The historian Paula A. Michaels in her article “Medical Propaganda and Cultural Revolution in Soviet Kazakhstan,” shares the perspective of propaganda dissemination through untraditional methods: the spread of medicine. Promoting medicine and sanitation is a valiant cause; however, when put in the context of the USSR, it was a blatant attempt to exert influence. Strategically, the Soviet state sewed in Marxist theory to their rationale behind promoting hygiene, claiming that “illnesses are connected with the workers’ adverse living conditions under capitalism.” By putting down the Kazakh way of life and promoting the Soviet “new man,” new biomedical institutions, as Michaels concluded, brought “Soviet power into the farthest corners of the USSR.” 

In this light, it appears as though the Soviet Union truly is a propaganda state, intertwining new innovations with complex Marxist ideology, blaming the Kazakh’s relatively poor hygiene on capitalism. However, despite this attempt at promoting Soviet ideals, it did not succeed in the end. In fact, Michaels points out that many medical facilities were inaccessible, “thus, even if health propaganda did reach Kazakh women and convince them of the benefits of biomedicine, they had little opportunity to avail themselves of any biomedical services.” Seamlessly, this ties into Dreeze’s argument that the most important aspect to propaganda dissemination were the mechanics. Without a centralized, systematic approach, propaganda can be rendered ineffective.

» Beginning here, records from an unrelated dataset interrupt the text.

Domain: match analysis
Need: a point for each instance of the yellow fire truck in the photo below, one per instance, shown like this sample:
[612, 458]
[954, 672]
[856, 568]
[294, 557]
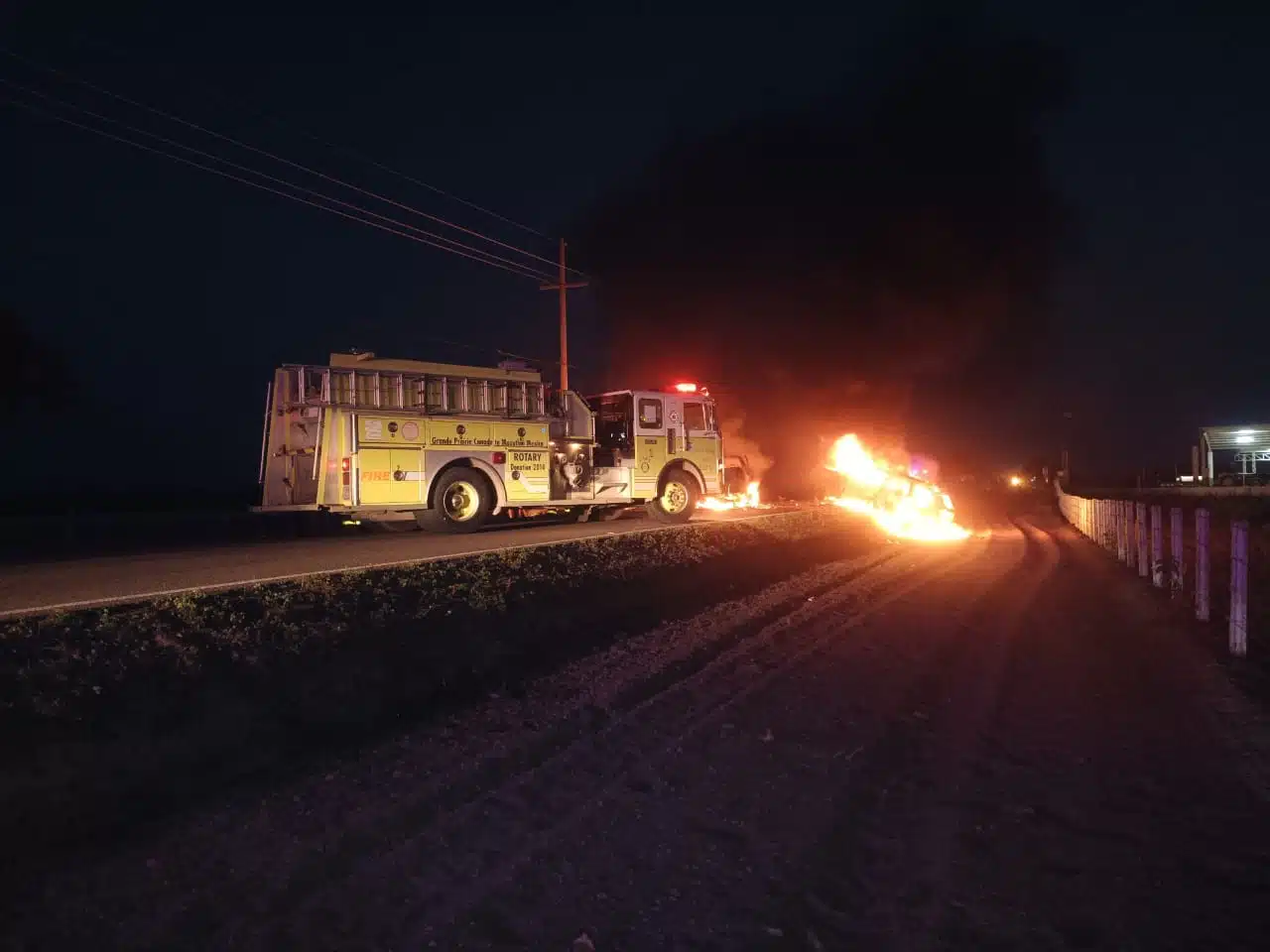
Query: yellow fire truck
[451, 445]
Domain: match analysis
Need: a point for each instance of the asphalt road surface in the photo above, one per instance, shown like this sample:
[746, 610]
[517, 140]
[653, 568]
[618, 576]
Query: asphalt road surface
[997, 744]
[63, 585]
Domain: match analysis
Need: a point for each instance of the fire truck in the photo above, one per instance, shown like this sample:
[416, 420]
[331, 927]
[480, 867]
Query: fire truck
[451, 445]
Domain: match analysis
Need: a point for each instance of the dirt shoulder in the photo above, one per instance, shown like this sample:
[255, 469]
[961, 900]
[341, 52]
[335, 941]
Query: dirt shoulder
[993, 746]
[116, 717]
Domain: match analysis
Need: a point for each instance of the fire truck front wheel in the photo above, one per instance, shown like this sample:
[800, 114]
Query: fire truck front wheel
[679, 498]
[461, 502]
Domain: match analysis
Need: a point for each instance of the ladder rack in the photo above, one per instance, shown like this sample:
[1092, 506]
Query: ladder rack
[304, 385]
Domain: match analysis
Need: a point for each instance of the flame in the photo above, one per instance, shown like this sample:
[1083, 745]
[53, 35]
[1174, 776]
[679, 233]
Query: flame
[734, 500]
[913, 511]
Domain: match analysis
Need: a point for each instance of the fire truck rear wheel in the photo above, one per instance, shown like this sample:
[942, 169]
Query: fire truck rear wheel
[679, 498]
[461, 502]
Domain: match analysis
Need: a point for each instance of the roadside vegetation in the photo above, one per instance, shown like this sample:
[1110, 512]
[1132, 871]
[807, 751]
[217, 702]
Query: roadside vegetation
[117, 714]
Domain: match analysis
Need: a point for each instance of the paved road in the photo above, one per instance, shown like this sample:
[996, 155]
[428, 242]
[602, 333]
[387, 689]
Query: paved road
[1002, 744]
[63, 585]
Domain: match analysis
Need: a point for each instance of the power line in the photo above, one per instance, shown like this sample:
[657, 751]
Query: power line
[527, 270]
[335, 146]
[475, 257]
[271, 155]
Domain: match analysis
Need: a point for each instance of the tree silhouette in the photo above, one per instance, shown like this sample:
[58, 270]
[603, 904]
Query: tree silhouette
[33, 375]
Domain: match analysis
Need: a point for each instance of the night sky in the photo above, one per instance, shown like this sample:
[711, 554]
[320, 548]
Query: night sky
[172, 294]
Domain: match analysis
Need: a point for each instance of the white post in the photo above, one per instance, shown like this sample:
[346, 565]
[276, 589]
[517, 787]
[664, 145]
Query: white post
[1238, 588]
[1120, 536]
[1130, 535]
[1157, 547]
[1143, 565]
[1175, 549]
[1202, 565]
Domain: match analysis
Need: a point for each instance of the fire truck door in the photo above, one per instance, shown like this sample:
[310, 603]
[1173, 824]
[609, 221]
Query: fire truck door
[701, 442]
[651, 434]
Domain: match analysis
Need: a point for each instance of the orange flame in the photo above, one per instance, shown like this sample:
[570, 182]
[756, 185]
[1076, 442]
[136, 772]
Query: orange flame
[901, 507]
[734, 500]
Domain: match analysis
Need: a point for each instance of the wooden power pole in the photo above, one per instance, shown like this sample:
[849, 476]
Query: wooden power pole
[564, 287]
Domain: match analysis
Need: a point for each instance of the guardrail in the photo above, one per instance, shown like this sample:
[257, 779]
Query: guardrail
[1192, 492]
[1135, 534]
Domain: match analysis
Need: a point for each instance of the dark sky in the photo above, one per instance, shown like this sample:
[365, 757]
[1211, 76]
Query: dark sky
[175, 294]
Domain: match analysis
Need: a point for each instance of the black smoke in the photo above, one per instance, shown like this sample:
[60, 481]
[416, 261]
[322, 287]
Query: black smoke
[821, 266]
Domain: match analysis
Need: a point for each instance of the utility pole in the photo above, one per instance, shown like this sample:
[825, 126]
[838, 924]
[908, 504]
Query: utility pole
[564, 287]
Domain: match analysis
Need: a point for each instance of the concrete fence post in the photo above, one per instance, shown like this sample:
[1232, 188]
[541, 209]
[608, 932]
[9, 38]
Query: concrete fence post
[1202, 524]
[1238, 588]
[1120, 536]
[1143, 565]
[1157, 547]
[1130, 535]
[1178, 562]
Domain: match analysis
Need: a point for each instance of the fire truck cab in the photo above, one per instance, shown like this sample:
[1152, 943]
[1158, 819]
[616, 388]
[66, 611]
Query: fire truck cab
[452, 445]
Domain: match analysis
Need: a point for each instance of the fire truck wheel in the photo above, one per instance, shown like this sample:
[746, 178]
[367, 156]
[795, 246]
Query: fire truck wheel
[679, 498]
[461, 503]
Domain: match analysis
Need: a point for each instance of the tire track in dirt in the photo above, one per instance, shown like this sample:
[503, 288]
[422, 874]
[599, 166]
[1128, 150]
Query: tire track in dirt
[883, 875]
[426, 881]
[1110, 815]
[688, 856]
[270, 855]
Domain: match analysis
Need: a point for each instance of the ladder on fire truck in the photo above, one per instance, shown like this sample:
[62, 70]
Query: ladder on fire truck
[416, 393]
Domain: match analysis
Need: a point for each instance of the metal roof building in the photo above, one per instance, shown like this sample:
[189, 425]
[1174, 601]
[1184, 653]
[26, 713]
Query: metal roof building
[1251, 445]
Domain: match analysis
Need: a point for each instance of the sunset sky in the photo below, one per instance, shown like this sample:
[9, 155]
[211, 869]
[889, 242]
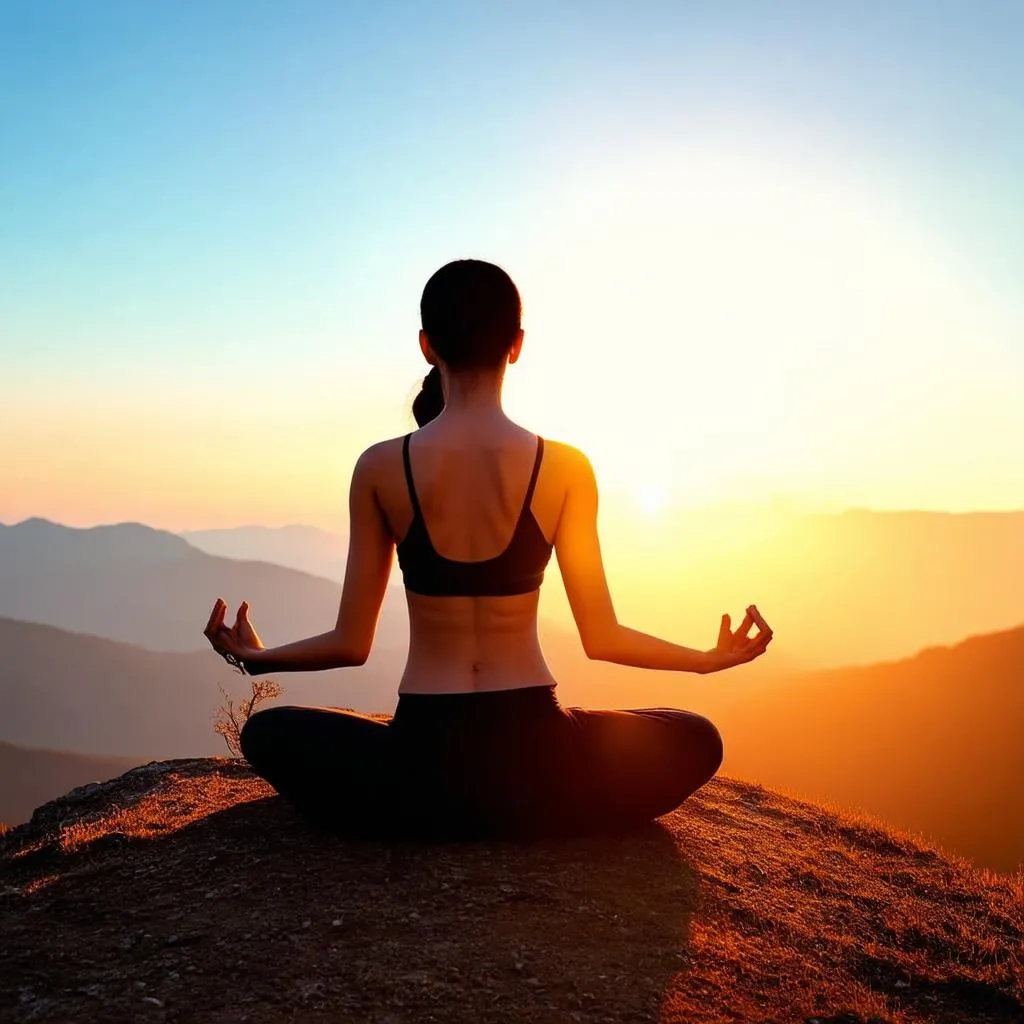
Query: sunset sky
[768, 251]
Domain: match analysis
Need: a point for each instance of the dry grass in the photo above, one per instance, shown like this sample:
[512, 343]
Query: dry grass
[744, 905]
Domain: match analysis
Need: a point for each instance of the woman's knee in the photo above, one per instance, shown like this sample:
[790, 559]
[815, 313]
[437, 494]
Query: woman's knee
[711, 740]
[700, 745]
[261, 736]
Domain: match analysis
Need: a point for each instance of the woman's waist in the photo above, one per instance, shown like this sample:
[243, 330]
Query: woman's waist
[510, 706]
[458, 666]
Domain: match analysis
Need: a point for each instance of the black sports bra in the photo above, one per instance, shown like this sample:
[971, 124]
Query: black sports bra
[518, 569]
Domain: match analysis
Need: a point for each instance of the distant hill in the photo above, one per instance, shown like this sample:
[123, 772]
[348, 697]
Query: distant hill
[849, 588]
[944, 576]
[31, 777]
[933, 742]
[87, 694]
[304, 548]
[153, 589]
[183, 891]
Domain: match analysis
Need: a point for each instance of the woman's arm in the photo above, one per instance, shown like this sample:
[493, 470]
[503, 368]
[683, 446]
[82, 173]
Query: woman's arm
[371, 549]
[604, 639]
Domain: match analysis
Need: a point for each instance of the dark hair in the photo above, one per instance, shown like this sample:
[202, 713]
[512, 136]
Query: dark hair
[471, 312]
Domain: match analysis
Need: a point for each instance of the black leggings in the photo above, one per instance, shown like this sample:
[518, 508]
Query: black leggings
[510, 763]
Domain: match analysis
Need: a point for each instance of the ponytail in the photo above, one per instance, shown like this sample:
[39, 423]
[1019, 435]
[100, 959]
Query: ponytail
[429, 402]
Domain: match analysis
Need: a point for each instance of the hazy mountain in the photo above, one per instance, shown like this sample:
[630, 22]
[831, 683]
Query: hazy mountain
[31, 777]
[153, 589]
[907, 580]
[933, 742]
[304, 548]
[851, 588]
[91, 695]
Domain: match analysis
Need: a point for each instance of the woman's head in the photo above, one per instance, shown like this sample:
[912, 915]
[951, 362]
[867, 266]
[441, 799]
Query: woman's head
[470, 312]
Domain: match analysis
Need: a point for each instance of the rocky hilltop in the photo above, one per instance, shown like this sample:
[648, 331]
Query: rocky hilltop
[184, 891]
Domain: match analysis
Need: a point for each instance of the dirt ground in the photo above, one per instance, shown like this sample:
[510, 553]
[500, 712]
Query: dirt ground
[186, 892]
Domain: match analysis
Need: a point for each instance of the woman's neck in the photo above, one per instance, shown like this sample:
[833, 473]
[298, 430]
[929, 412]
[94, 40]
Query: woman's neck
[473, 393]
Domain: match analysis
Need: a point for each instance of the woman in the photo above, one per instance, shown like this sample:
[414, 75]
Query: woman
[474, 504]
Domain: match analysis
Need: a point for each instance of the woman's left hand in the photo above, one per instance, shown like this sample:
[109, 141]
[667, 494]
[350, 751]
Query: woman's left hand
[236, 644]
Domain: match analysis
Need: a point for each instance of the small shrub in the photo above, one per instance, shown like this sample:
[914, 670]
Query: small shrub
[230, 717]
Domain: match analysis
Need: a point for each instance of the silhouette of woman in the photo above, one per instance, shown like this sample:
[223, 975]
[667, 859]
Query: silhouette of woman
[473, 504]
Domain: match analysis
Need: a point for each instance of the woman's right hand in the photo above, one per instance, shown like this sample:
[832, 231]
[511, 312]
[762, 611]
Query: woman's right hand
[737, 647]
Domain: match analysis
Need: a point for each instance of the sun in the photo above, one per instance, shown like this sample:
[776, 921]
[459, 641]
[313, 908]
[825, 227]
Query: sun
[651, 499]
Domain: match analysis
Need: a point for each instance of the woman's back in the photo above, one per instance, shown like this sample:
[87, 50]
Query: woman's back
[473, 505]
[480, 507]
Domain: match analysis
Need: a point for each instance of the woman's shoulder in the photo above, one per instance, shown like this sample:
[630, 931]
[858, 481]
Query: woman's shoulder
[566, 457]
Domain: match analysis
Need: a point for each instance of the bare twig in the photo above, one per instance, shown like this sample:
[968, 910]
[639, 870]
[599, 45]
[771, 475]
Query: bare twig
[230, 717]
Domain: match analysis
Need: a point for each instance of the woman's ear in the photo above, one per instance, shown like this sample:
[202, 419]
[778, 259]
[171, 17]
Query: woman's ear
[428, 352]
[516, 348]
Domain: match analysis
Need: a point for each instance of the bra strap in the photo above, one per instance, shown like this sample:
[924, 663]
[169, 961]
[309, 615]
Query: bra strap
[409, 479]
[537, 469]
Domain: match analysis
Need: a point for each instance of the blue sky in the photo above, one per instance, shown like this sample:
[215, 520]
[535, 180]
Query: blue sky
[186, 185]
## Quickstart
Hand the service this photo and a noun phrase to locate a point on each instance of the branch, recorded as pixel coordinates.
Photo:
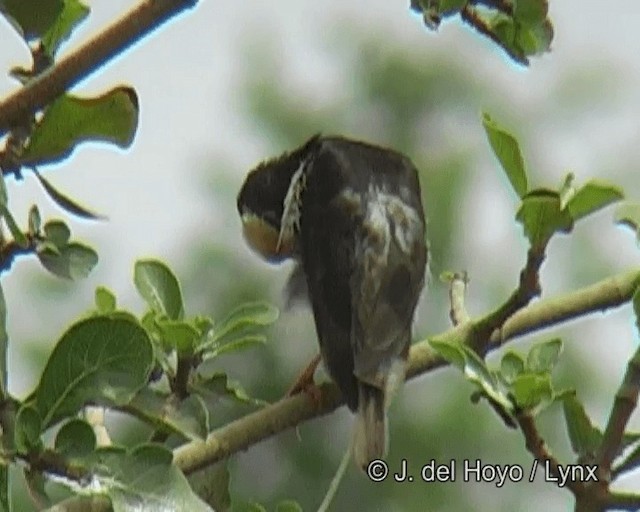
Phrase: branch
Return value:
(288, 412)
(79, 64)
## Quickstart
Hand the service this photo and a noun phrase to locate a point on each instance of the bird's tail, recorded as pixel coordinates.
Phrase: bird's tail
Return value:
(370, 435)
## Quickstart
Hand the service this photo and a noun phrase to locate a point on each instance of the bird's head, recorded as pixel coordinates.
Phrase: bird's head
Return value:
(269, 203)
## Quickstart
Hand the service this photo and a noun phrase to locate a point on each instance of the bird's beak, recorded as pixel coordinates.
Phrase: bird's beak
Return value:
(264, 239)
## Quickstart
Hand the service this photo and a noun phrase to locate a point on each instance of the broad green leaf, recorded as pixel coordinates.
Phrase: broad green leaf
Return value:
(593, 196)
(58, 232)
(159, 287)
(507, 150)
(28, 430)
(145, 479)
(511, 366)
(14, 229)
(74, 261)
(75, 439)
(188, 418)
(288, 506)
(212, 485)
(543, 356)
(530, 390)
(105, 300)
(100, 360)
(179, 335)
(69, 121)
(541, 217)
(628, 214)
(31, 18)
(73, 13)
(64, 202)
(451, 352)
(585, 438)
(4, 346)
(35, 223)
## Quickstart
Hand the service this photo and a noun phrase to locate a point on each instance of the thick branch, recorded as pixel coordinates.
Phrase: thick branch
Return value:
(289, 412)
(140, 21)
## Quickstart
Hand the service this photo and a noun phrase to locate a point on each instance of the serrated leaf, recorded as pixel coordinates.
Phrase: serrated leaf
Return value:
(212, 485)
(69, 121)
(511, 366)
(73, 13)
(543, 356)
(159, 287)
(541, 217)
(31, 18)
(450, 352)
(145, 479)
(14, 229)
(74, 261)
(66, 203)
(75, 439)
(188, 418)
(100, 360)
(628, 214)
(179, 335)
(248, 315)
(28, 429)
(592, 196)
(507, 150)
(585, 438)
(105, 300)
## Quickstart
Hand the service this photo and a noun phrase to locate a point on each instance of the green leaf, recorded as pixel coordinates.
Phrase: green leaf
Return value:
(543, 356)
(593, 196)
(288, 506)
(541, 217)
(99, 360)
(58, 232)
(105, 300)
(188, 418)
(450, 352)
(507, 150)
(585, 438)
(530, 390)
(249, 314)
(75, 439)
(74, 261)
(511, 366)
(628, 214)
(4, 346)
(14, 229)
(159, 287)
(145, 479)
(31, 18)
(73, 13)
(218, 385)
(66, 203)
(28, 429)
(212, 485)
(179, 335)
(35, 223)
(69, 121)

Despite the decentralized and poor efforts of Moscow to prioritize propaganda in Central Asia, Michaels argues that “official propaganda nonetheless shaped the Kazakhs’ collective consciousness.” Even during WWII, “troops identified strongly with the core messages disseminated by [the Red Army].”

Unrealistically, the USSR pursued a blanketed approach to propaganda, not accounting for individual differences between states. Dreeze pointed out that propaganda was not necessarily related to Kazakhstan, as many of the statements that contain “Kazakh” or “Kazakhstan” could

easily be replaced with another nationality. While some may have been influenced, agitprop appeared to be relatively “irrelevant in content,” creating confusion and unattainable expectations for the effectiveness in disseminating. Or perhaps they were completely aware of this ineffectiveness but simply did not care about anything outside of populous cities. Highlighting this indifference towards small villages and towns, Dreeze argued that this inconsistency does not allow for the USSR to be considered a full propaganda state.

There was a clear lack of effort when it came to propaganda in anywhere other than Russia. With such heavy emphasis on Russia and lack of anything else, can the USSR be classified as a propaganda state? Perhaps just the Russian Soviet Socialist Republic? Or perhaps not at all?